Son téléphone. Un appel. Le numéro s’afficha brièvement sur l’écran : inconnu, mais familier. Trop familier. Une chaleur oppressante monta soudain dans sa poitrine tandis qu’elle glissait son doigt pour décrocher. Une voix, presque irréelle, s’éleva à l’autre bout du fil. Cette voix, elle la connaissait par cœur. Elle aurait pu la reconnaître parmi mille, même dans une cacophonie.

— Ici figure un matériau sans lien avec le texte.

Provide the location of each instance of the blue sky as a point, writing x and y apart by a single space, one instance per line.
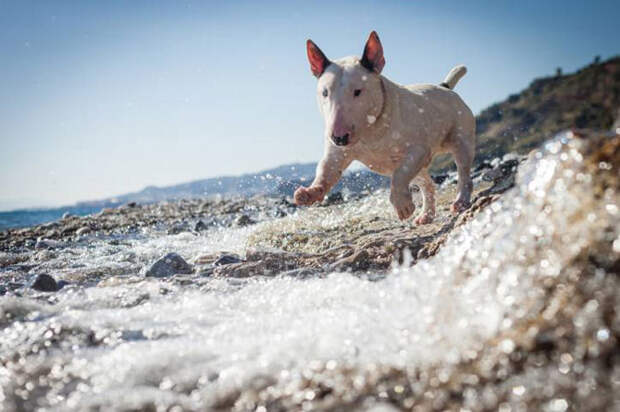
105 97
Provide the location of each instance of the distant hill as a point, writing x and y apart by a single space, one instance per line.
588 98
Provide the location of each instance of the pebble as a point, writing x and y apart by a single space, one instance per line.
45 283
200 226
169 265
244 220
43 243
179 228
83 230
226 260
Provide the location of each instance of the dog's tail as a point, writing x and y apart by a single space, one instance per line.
453 77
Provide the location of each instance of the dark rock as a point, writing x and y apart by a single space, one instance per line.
440 178
43 243
62 283
357 261
179 228
200 226
227 260
169 265
45 283
244 220
333 198
278 213
83 230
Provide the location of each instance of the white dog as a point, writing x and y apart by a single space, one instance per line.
394 130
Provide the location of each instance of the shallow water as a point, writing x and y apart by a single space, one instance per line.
133 342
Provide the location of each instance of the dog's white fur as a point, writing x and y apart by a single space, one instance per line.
394 130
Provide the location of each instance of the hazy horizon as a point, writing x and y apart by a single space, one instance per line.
108 98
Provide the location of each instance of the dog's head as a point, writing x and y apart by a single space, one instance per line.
349 91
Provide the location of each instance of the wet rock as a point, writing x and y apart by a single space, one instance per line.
244 220
45 283
43 243
62 283
333 198
440 178
105 211
179 228
169 265
226 260
83 231
200 226
7 259
359 260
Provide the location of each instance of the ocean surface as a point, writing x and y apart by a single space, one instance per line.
31 217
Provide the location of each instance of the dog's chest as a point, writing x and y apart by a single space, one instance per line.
382 158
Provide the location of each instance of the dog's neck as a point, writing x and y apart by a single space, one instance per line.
384 98
383 120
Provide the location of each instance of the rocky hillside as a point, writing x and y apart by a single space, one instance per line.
589 98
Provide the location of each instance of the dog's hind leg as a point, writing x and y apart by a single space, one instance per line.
463 148
427 188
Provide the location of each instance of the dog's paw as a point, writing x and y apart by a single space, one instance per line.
305 196
424 218
459 205
403 205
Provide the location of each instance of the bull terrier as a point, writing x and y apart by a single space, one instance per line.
394 130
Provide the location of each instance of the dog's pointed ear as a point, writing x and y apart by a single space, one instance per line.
373 59
318 61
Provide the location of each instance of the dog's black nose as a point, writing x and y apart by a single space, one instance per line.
341 140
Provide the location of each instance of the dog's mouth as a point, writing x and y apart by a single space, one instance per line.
342 140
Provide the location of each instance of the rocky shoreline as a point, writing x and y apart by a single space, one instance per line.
364 244
556 349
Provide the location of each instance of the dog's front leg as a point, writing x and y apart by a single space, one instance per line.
400 197
328 172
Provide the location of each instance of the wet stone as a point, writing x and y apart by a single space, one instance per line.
45 283
43 243
226 260
83 230
179 228
244 220
200 226
169 265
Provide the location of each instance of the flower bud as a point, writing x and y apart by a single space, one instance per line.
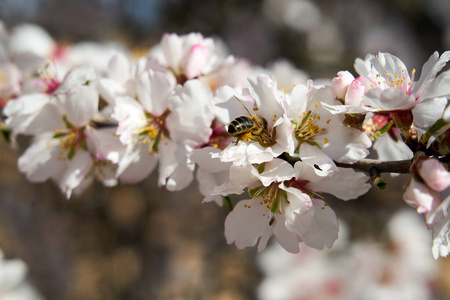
434 174
341 83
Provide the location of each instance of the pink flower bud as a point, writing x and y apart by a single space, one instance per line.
421 197
435 174
356 91
341 83
195 61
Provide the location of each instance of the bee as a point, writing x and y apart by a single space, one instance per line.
250 127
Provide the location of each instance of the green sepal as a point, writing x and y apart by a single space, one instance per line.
382 131
254 191
380 183
60 134
155 145
66 121
228 202
438 125
275 203
71 153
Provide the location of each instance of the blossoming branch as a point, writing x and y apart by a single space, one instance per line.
189 111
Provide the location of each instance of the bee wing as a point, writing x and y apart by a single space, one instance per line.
246 104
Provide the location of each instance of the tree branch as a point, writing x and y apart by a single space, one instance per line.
399 166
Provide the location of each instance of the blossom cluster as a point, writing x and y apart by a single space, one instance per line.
192 111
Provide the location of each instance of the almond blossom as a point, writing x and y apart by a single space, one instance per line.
60 123
262 98
285 202
316 127
163 125
190 56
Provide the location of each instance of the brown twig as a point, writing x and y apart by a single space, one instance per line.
399 166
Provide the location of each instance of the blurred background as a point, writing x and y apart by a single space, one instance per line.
142 242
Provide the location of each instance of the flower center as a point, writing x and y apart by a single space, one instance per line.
153 132
270 197
49 83
70 139
400 81
308 127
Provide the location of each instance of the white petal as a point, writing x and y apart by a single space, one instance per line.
33 114
388 149
429 70
80 104
286 238
40 161
137 163
324 227
276 170
441 238
104 144
172 46
189 122
313 156
208 159
110 89
426 113
264 91
347 145
76 171
246 223
77 77
153 89
119 68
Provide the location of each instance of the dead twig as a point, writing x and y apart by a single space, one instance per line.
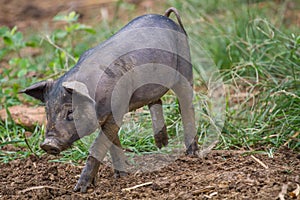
260 162
137 186
40 187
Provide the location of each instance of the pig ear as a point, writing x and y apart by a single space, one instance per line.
77 88
38 90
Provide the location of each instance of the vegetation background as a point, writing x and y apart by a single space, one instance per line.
255 45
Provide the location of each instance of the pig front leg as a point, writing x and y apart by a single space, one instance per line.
107 140
158 124
88 175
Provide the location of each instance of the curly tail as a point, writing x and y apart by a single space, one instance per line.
174 10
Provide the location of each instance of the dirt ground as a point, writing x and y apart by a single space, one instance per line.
220 175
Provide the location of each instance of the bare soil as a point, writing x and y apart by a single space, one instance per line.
220 175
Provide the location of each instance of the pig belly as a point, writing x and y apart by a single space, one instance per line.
146 94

Abigaël resta d’abord muette, une boule dans la gorge, mais ses gestes devinrent instinctifs, presque mécaniques. Elle attrapa un post-it et un stylo sur le comptoir, griffonnant rapidement une adresse tremblante avant de tendre le papier à la caissière.

— Envoyez-les là, je vous en prie, dit-elle d’une voix précipitée.

Elle sortit un billet de 100 euros de son portefeuille et le posa avec insistance.

— Gardez la monnaie, ajouta-t-elle, déjà à moitié tournée vers la sortie.

Tout du long, son téléphone était pressé contre son oreille, ses lèvres serrées, ses yeux écarquillés d’un mélange d’étonnement et d’urgence. Elle murmura quelques mots brefs dans le combiné avant de conclure d’un ton ferme : « J’arrive tout de suite. »

Dès qu’elle franchit la porte, l’air glacé de l’extérieur la frappa comme une claque, mais elle ne ralentit pas. Elle accéléra même, ses pas devenant une course presque désordonnée sur les pavés humides. Ses cheveux flottaient derrière elle, son écharpe se desserrant peu à peu.

Elle semblait chercher un taxi, ou peut-être un arrêt de bus, ses yeux balayant frénétiquement la rue. Mais rien ne semblait suffire à son impatience. Elle courait presque comme si elle pouvait se rendre à destination par la seule force de sa volonté.

Son visage avait changé. Il n’exprimait plus la torpeur ou la panique d’avant. C’était autre chose, une intensité inexplicable, une fièvre intérieure qui illuminait ses traits et la propulsait en avant. Elle ressemblait à une flamme prise dans un vent furieux, brûlant d’un mélange de crainte, d’espoir, et d’une urgence qu’elle ne savait elle-même nommer.